Près d’un an après la pose de la première pierre, la cimenterie de Katanda, portée par CEMENT KASAÏ SAS, n’a toujours pas entamé la phase d’installation de son unité de production. Seules les infrastructures administratives avancent, a constaté le gouverneur intérimaire du Kasaï-Oriental lors d’une visite sur le site, le 8 août.
Le directeur général, Li Fugeng, assure que le projet suit son cours. Les équipes construisent actuellement la base-vie et les bureaux destinés au personnel. Une partie du matériel est déjà stockée à Lubumbashi, en attente d’acheminement vers Mbuji-Mayi. Le reste, comprenant des éléments de montage, doit quitter la Chine avant la fin du mois.

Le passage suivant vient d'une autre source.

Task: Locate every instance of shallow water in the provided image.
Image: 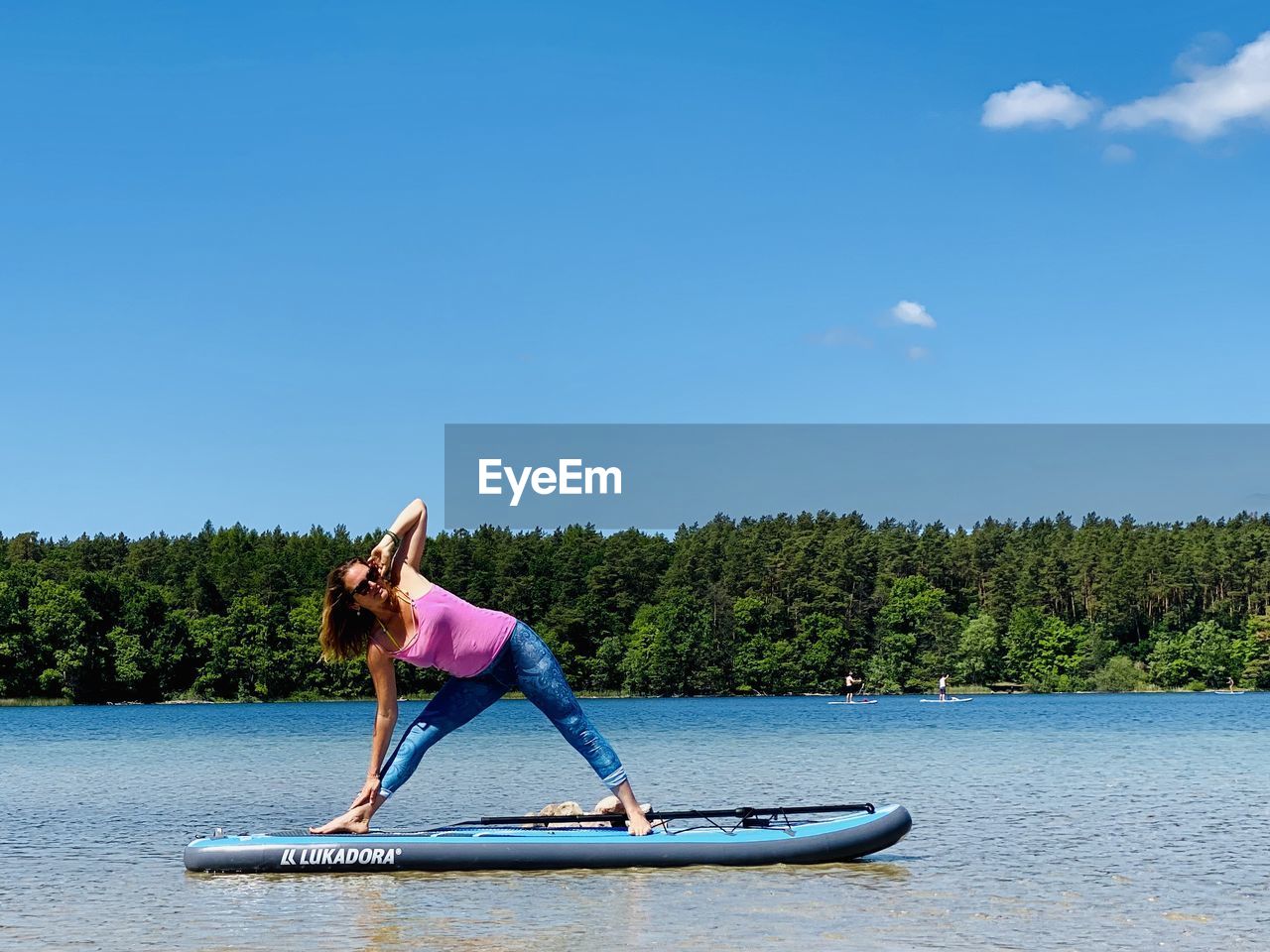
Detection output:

CEMENT KASAÏ SAS prévoit désormais le lancement de la production en février 2026, contre fin 2025 initialement. Les fondations destinées aux structures métalliques sont en cours de préparation.
Mais le transport reste un obstacle majeur. Le trafic ferroviaire entre Lubumbashi et Mwene-Ditu, passage obligé pour rejoindre Mbuji-Mayi, est jugé irrégulier. Certains convois mettent plusieurs semaines à arriver, compliquant le respect du nouveau calendrier.